Sorensen Gross Construction Company
- Founded: 1925
- Headquarters: Flint, Michigan
- Key people: Ghassan Saab, Chief Executive Officer and Richard Sly, President
- Website: Sorensen Gross

= Sorensen Gross Construction Company =

American construction company

Sorensen Gross Construction Company (SGCS) is an American construction company, operating out of Flint, Michigan. Sorensen Gross has other offices in Ann Arbor, Michigan, Milwaukee, Wisconsin, Roseville, Minnesota, Schaumburg, Illinois, St. Louis, Missouri, Vienna, Virginia, Tampa, Florida, and Charlotte, North Carolina.

== History ==
Sorensen Gross Construction Company was founded in 1925 in Grand Rapids, Michigan by John Sorensen and Robert Gross. The company moved to Flint, Michigan in 1927, where it is still presently operating. In 1966, the company was taken over by Ghassan Saab. In 1972, Richard Sly joined Ghassan Saab in the executive offices.
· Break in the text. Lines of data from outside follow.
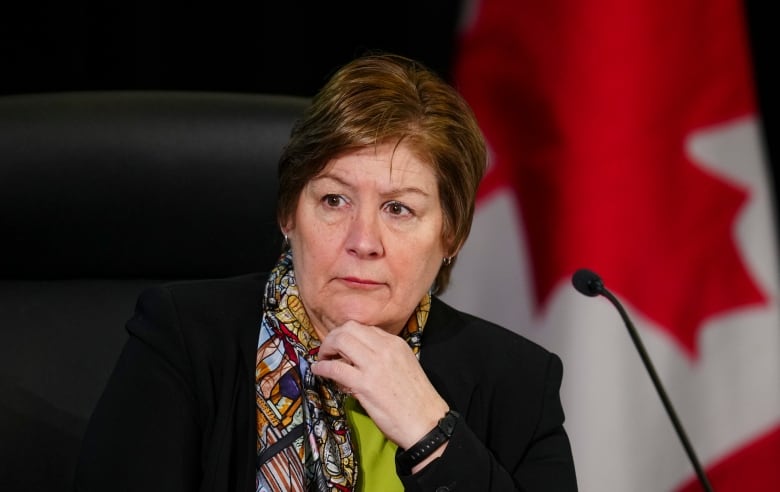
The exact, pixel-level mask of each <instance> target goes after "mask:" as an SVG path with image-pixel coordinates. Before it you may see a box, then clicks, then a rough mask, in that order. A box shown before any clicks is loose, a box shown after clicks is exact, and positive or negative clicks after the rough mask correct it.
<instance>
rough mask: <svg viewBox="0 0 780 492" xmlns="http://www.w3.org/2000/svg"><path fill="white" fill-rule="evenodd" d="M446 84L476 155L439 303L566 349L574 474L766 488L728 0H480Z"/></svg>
mask: <svg viewBox="0 0 780 492" xmlns="http://www.w3.org/2000/svg"><path fill="white" fill-rule="evenodd" d="M458 49H459V51H458V57H457V63H456V70H455V74H454V81H455V82H456V85H457V86H458V88H459V89H460V91H461V92H462V93H463V94H464V96H465V97H466V99H467V100H468V101H469V102H470V104H471V105H472V107H473V108H474V110H475V112H476V114H477V118H478V120H479V122H480V124H481V126H482V128H483V130H484V132H485V134H486V137H487V140H488V143H489V146H490V150H491V159H492V161H491V167H490V168H489V171H488V174H487V176H486V178H485V181H484V182H483V186H482V187H481V189H480V194H479V198H478V207H477V214H476V218H475V223H474V227H473V229H472V233H471V236H470V238H469V240H468V242H467V244H466V245H465V247H464V249H463V251H462V252H461V254H460V256H459V259H458V264H457V267H456V268H455V270H454V273H453V283H452V285H451V287H450V290H449V291H448V292H447V294H446V295H445V299H446V300H447V301H450V302H452V303H453V304H455V305H457V306H459V307H461V308H464V309H466V310H468V311H471V312H474V313H476V314H478V315H481V316H483V317H485V318H487V319H490V320H493V321H496V322H498V323H500V324H502V325H505V326H507V327H510V328H512V329H514V330H516V331H518V332H519V333H522V334H524V335H526V336H528V337H529V338H531V339H534V340H536V341H538V342H539V343H541V344H542V345H544V346H545V347H547V348H549V349H551V350H553V351H555V352H557V353H558V354H559V355H561V357H562V358H563V361H564V368H565V369H564V381H563V385H562V398H563V400H564V405H565V410H566V412H567V422H566V426H567V430H568V432H569V435H570V438H571V441H572V446H573V451H574V458H575V463H576V467H577V475H578V482H579V485H580V489H581V490H582V491H585V492H605V491H606V492H611V491H618V492H625V491H631V492H643V491H647V492H657V491H683V490H685V491H687V490H699V485H698V482H697V478H696V474H695V473H694V470H693V468H692V466H691V463H690V461H689V460H688V457H687V455H686V453H685V450H684V448H683V446H682V444H681V443H680V440H679V439H678V436H677V434H676V433H675V431H674V427H673V426H672V424H671V422H670V420H669V417H668V416H667V414H666V411H665V409H664V407H663V405H662V403H661V401H660V399H659V397H658V394H657V393H656V390H655V388H654V386H653V385H652V381H651V379H650V378H649V376H648V374H647V372H646V370H645V368H644V366H643V364H642V362H641V359H640V357H639V355H638V354H637V351H636V350H635V347H634V346H633V344H632V342H631V339H630V337H629V335H628V333H627V331H626V328H625V326H624V324H623V322H622V320H621V318H620V316H619V315H618V313H617V311H615V309H614V307H613V306H612V305H611V304H610V303H609V302H608V301H607V300H606V299H604V298H602V297H598V298H595V299H593V298H587V297H584V296H582V295H580V294H579V293H577V292H576V291H575V290H574V288H573V287H572V285H571V275H572V273H574V272H575V271H576V270H577V269H578V268H581V267H585V268H589V269H591V270H593V271H595V272H597V273H599V274H600V276H601V277H602V279H603V280H604V282H605V285H606V286H607V288H608V289H609V290H610V291H611V292H613V293H614V294H615V295H616V296H618V297H619V298H620V299H621V302H622V303H623V305H624V306H625V307H626V310H627V312H628V314H629V316H630V317H631V319H632V320H633V321H634V324H635V325H636V326H637V329H638V331H639V334H640V337H641V339H642V340H643V342H644V345H645V347H646V349H647V352H648V353H649V354H650V357H651V358H652V360H653V362H654V365H655V368H656V369H657V372H658V375H659V377H660V379H661V381H662V382H663V384H664V387H665V389H666V391H667V393H668V396H669V398H670V399H671V401H672V402H673V404H674V408H675V409H676V411H677V414H678V416H679V418H680V421H681V422H682V424H683V426H684V427H685V430H686V433H687V435H688V437H689V439H690V442H691V444H692V446H693V448H694V450H695V452H696V454H697V456H698V458H699V460H700V461H701V463H702V465H703V466H704V468H705V470H706V472H707V476H708V477H709V480H710V482H711V483H712V486H713V489H715V490H716V491H718V492H727V491H735V492H736V491H739V492H746V491H748V492H749V491H767V490H780V471H778V470H780V465H778V464H779V463H780V319H779V318H778V268H777V260H776V257H777V247H776V241H775V233H774V224H775V222H774V217H773V213H774V212H773V210H774V208H773V196H772V195H771V191H770V189H769V185H768V183H769V178H768V174H767V172H768V170H767V169H766V163H765V155H764V153H763V142H762V140H761V136H760V135H761V132H760V120H759V119H758V115H757V109H756V103H755V94H754V87H753V81H752V77H751V73H752V71H751V64H750V59H749V50H748V40H747V33H746V27H745V15H744V12H743V4H742V2H741V1H740V0H687V1H682V2H680V1H676V0H675V1H672V0H634V1H625V0H591V1H588V2H582V1H576V0H548V1H544V2H540V1H535V0H482V1H481V2H478V3H476V4H474V5H473V10H472V15H471V17H470V21H469V22H468V23H467V25H466V26H465V27H464V31H463V33H462V38H461V40H460V45H459V48H458Z"/></svg>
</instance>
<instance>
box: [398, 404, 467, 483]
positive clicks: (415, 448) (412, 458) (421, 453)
mask: <svg viewBox="0 0 780 492" xmlns="http://www.w3.org/2000/svg"><path fill="white" fill-rule="evenodd" d="M459 418H460V414H459V413H458V412H456V411H455V410H449V411H448V412H447V413H446V414H445V415H444V417H442V418H441V419H439V422H438V423H437V424H436V427H434V428H433V429H431V431H430V432H428V433H427V434H425V435H424V436H423V437H422V438H421V439H420V440H419V441H417V442H416V443H415V444H414V445H412V446H411V447H409V448H408V449H406V450H405V451H401V452H399V453H398V455H397V456H396V463H397V465H398V467H399V468H400V469H401V470H402V471H403V472H404V474H407V475H408V474H410V473H411V471H412V468H414V466H415V465H417V464H418V463H420V462H421V461H423V460H424V459H425V458H427V457H428V456H430V455H431V453H433V452H434V451H436V450H437V449H439V446H441V445H442V444H444V443H445V442H447V441H449V439H450V437H452V432H453V430H455V424H456V423H457V422H458V419H459Z"/></svg>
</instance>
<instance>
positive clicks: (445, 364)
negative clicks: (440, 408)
mask: <svg viewBox="0 0 780 492" xmlns="http://www.w3.org/2000/svg"><path fill="white" fill-rule="evenodd" d="M265 280H266V276H265V275H264V274H256V275H249V276H243V277H237V278H231V279H222V280H209V281H192V282H179V283H174V284H169V285H166V286H161V287H157V288H153V289H150V290H147V291H145V292H144V293H142V294H141V296H140V298H139V300H138V304H137V307H136V313H135V315H134V316H133V317H132V319H130V321H129V322H128V324H127V329H128V332H129V334H130V337H129V339H128V341H127V344H126V346H125V347H124V349H123V351H122V354H121V356H120V358H119V360H118V362H117V365H116V368H115V369H114V372H113V373H112V375H111V378H110V380H109V382H108V385H107V387H106V389H105V392H104V394H103V395H102V397H101V398H100V400H99V402H98V405H97V407H96V409H95V411H94V413H93V415H92V419H91V421H90V424H89V427H88V429H87V432H86V435H85V437H84V442H83V448H82V454H81V457H80V460H79V466H78V470H77V473H76V490H80V491H98V490H100V491H104V490H111V491H122V490H132V491H144V492H149V491H156V490H159V491H166V492H177V491H197V490H200V491H220V492H229V491H242V492H250V491H254V490H255V454H256V451H255V446H256V428H255V392H254V382H255V374H254V368H255V352H256V348H257V339H258V333H259V327H260V313H261V299H262V294H263V289H264V286H265ZM420 360H421V364H422V366H423V368H424V370H425V372H426V374H427V375H428V377H429V378H430V380H431V381H432V383H433V384H434V386H435V387H436V388H437V390H438V391H439V392H440V393H441V395H442V396H443V397H444V399H445V400H447V402H448V403H449V405H450V406H451V407H452V408H453V409H456V410H458V411H459V412H460V413H461V415H462V418H461V420H460V422H459V423H458V425H457V426H456V428H455V431H454V433H453V435H452V438H451V440H450V442H449V444H448V446H447V448H446V451H445V453H444V455H443V456H442V457H441V458H439V459H438V460H436V461H434V462H433V463H432V464H431V465H429V466H428V467H426V468H425V469H424V470H423V471H422V472H420V473H418V474H416V475H413V476H402V477H401V480H402V482H403V483H404V486H405V487H406V490H414V491H428V490H430V491H444V490H453V491H454V490H462V491H479V492H485V491H491V490H494V491H508V490H524V491H536V490H539V491H542V490H543V491H548V492H549V491H573V490H576V488H577V486H576V481H575V474H574V465H573V460H572V454H571V449H570V445H569V441H568V438H567V435H566V433H565V431H564V429H563V421H564V415H563V410H562V408H561V403H560V398H559V387H560V384H561V377H562V365H561V361H560V359H559V358H558V357H557V356H556V355H554V354H552V353H550V352H548V351H546V350H545V349H543V348H542V347H540V346H538V345H536V344H534V343H533V342H531V341H529V340H527V339H525V338H523V337H521V336H519V335H517V334H515V333H512V332H510V331H508V330H505V329H503V328H501V327H499V326H497V325H494V324H492V323H489V322H487V321H484V320H480V319H478V318H475V317H473V316H470V315H467V314H464V313H461V312H459V311H456V310H455V309H453V308H451V307H449V306H448V305H446V304H445V303H444V302H442V301H441V300H439V299H434V301H433V303H432V306H431V312H430V315H429V318H428V323H427V325H426V327H425V330H424V332H423V342H422V349H421V352H420ZM442 487H444V488H442ZM372 492H373V491H372Z"/></svg>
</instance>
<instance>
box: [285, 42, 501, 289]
mask: <svg viewBox="0 0 780 492" xmlns="http://www.w3.org/2000/svg"><path fill="white" fill-rule="evenodd" d="M402 140H403V142H404V144H406V145H407V146H408V147H409V148H410V149H411V150H412V152H414V153H415V154H416V155H417V157H418V158H419V159H421V160H423V161H424V162H429V163H430V164H431V166H432V167H433V170H434V173H435V175H436V178H437V182H438V187H439V197H440V200H441V207H442V211H443V215H444V225H443V227H442V231H441V232H442V239H443V241H444V244H445V245H447V247H448V248H449V253H450V254H454V253H455V252H456V251H457V249H458V248H460V246H462V244H463V242H464V241H465V240H466V238H467V237H468V235H469V232H470V230H471V222H472V219H473V217H474V204H475V199H476V193H477V188H478V186H479V182H480V181H481V179H482V176H483V175H484V173H485V169H486V167H487V151H486V146H485V140H484V137H483V135H482V132H481V130H480V128H479V125H478V124H477V121H476V118H475V117H474V114H473V112H472V110H471V108H470V107H469V106H468V104H467V103H466V101H465V100H464V99H463V98H462V97H461V96H460V94H459V93H458V92H457V91H456V90H455V89H454V88H453V87H452V86H451V85H450V84H448V83H447V82H445V81H444V79H442V78H441V77H440V76H439V75H437V74H436V73H434V72H433V71H431V70H430V69H428V68H427V67H425V66H423V65H422V64H421V63H419V62H417V61H414V60H411V59H409V58H406V57H403V56H399V55H394V54H387V53H378V54H377V53H373V54H368V55H365V56H363V57H360V58H357V59H355V60H353V61H352V62H350V63H348V64H346V65H344V66H343V67H341V68H340V69H339V70H337V71H336V72H335V73H334V74H333V76H332V77H331V78H330V80H329V81H328V82H327V83H326V84H325V86H323V88H322V89H321V90H320V91H319V92H318V93H317V94H316V95H315V96H314V98H313V100H312V104H311V106H310V107H309V108H308V110H307V111H306V112H305V113H304V115H303V117H302V119H301V120H299V121H298V122H297V123H296V125H295V126H294V128H293V130H292V133H291V136H290V140H289V142H288V144H287V146H286V147H285V149H284V152H283V154H282V156H281V158H280V161H279V196H278V202H277V220H278V221H279V223H280V224H284V223H286V222H287V221H288V219H290V218H291V217H293V216H294V214H295V211H296V207H297V204H298V198H299V196H300V194H301V192H302V191H303V188H304V187H305V186H306V183H308V182H309V180H311V179H312V178H314V177H316V176H317V175H319V173H321V172H322V170H323V169H324V168H325V166H326V165H327V164H328V163H329V162H330V161H331V160H333V159H335V158H338V157H340V156H341V155H344V154H346V153H349V152H351V151H355V150H357V149H360V148H364V147H368V146H375V145H378V144H382V143H386V142H395V143H398V142H400V141H402ZM451 269H452V264H448V265H442V267H441V269H440V270H439V274H438V275H437V277H436V282H435V285H434V290H435V291H436V292H439V293H440V292H442V291H444V289H445V288H446V287H447V284H448V282H449V277H450V271H451Z"/></svg>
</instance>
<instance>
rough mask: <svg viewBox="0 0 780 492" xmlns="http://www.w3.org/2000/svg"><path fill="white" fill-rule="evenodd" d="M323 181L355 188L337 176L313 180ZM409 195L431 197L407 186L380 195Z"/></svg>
mask: <svg viewBox="0 0 780 492" xmlns="http://www.w3.org/2000/svg"><path fill="white" fill-rule="evenodd" d="M323 180H330V181H335V182H336V183H339V184H340V185H342V186H345V187H347V188H349V189H352V188H354V186H353V185H352V184H351V183H349V182H347V181H345V180H344V179H342V178H341V177H339V176H338V175H335V174H329V173H325V174H320V175H319V176H315V177H314V178H312V181H323ZM408 193H411V194H416V195H421V196H423V197H430V196H431V194H430V193H428V192H427V191H425V190H423V189H422V188H418V187H416V186H405V187H403V188H394V189H391V190H389V191H383V192H381V193H380V194H381V195H382V196H387V197H392V196H398V195H404V194H408Z"/></svg>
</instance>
In 1999, Sorensen Gross was ranked in The Michigan Private 100, placing as the 34th the fastest-growing private business in the state of Michigan. In 2005, Sorensen Gross' safety records were recognized for having more than 50,000 hours with a zero-incident rate.

Sorensen Gross partnered up with Uptown Developments, a developer group that owns several buildings in downtown Flint, and work together to renovate much of Downtown Flint. In addition Sorensen Gross began built many schools, restaurants, strip malls, and other commercial buildings.

In July 2018 the company agreed to pay a $2.481 million settlement over allegations it submitted false claims for payment under a construction contract funded by the United States Agency for International Development (USAID).

== Notable Projects ==
Sorensen Gross has completed projects in the Southeastern and Midwestern United States, Egypt, and Jordan.